FRANCHINI, A. S. e SEGANFREDO, Carmen. As melhores histórias da mitologia africana. Porto Alegre: Artes e Ofícios, 2011.
            Iemanjá havia sido brindada, no começo dos tempos, com o governo dos mares. Sua alegria não conheceu limites quando entrou na posse do seu azulado e ilimitado império.
            – Tudo azulzinho! Tudo limpinho!
            De fato, naqueles primeiros dias, a deusa dos mares mais parecia uma garota propaganda de sabão em pó, com suas vestes azuis imaculadas, a percorrer alegremente os seus refrescantes domínios.
            Era com um sorriso divertido que ela sentia os peixes deslizarem-lhe pelo corpo, fazendo cócegas em sua pele. Todo o exército inumerável de criaturas que compõem o universo marítimo rendia-lhe simpática vassalagem, incluindo os tubarões e demais criaturas da sua família de predadores, que não ousavam sequer encostar uma barbatana na soberana dos mares.
            Mas o que agrada mesmo à deusa era a limpeza. Como gostava de subir aos céus nas costas de um golfinho – o mais alto possível! “eia, amigo, para cima, para cima!” – e observar, quase das nuvens, o grande piso anil do mar, sem uma única ruguinha ou sujeirinha!
            E assim estiveram as coisas até que, num certo dia funesto, começou a acontecer uma coisa que antes não acontecia: a poluição dos mares.
            – Que manchinha é aquela lá em cima? – disse ela, num final radioso de dia, a cavalgar o dorso brilhante do seu golfinho nas profundezas do mar.
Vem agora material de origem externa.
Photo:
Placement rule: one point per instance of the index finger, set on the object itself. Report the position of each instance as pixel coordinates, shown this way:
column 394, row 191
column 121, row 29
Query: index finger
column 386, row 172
            Obediente à sua ama, o peixe agitou suas barbatanas e cauda, imprimindo uma velocidade vertiginosa ao seu corpo. Iemanjá, inclinada para frente como um jóquei, agarrava-se ao dorso do animal, curiosíssima de saber o que se passava lá em cima.
            Logo a deusa estava à tona, tomando nas mãos uma porcaria qualquer.
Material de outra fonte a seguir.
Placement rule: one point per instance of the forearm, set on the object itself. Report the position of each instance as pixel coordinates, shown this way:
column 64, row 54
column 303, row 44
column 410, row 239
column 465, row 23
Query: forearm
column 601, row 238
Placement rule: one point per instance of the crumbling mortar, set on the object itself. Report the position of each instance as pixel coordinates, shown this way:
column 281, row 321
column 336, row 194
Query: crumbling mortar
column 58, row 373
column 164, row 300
            – Isso não é daqui! – disse ela, pois conhecia toda e qualquer cacaca dos habitantes do mar.
            Com o passar do tempo, a sujeira aumentou. Além das dejeções, havia também toda espécie de sujeira artificial, como papel.
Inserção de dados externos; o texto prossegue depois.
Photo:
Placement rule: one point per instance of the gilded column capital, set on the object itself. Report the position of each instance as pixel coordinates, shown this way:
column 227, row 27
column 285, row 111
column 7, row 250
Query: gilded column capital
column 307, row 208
            Furiosa com aquela invasão dos seus domínios, Iemanjá subiu até o céu para pedir explicações a Olorum, o deus supremo, que, segundo uma lenda, a ajudara a criar o mundo.
            – De onde vem toda essa imundície? – disse ela, inconformada.
            – Daquelas novas e turbulentas criaturas que criei para habitarem a parte seca do Aiê.
            Não demorou nada para a deusa do mar descobrir que se tratava dos homens.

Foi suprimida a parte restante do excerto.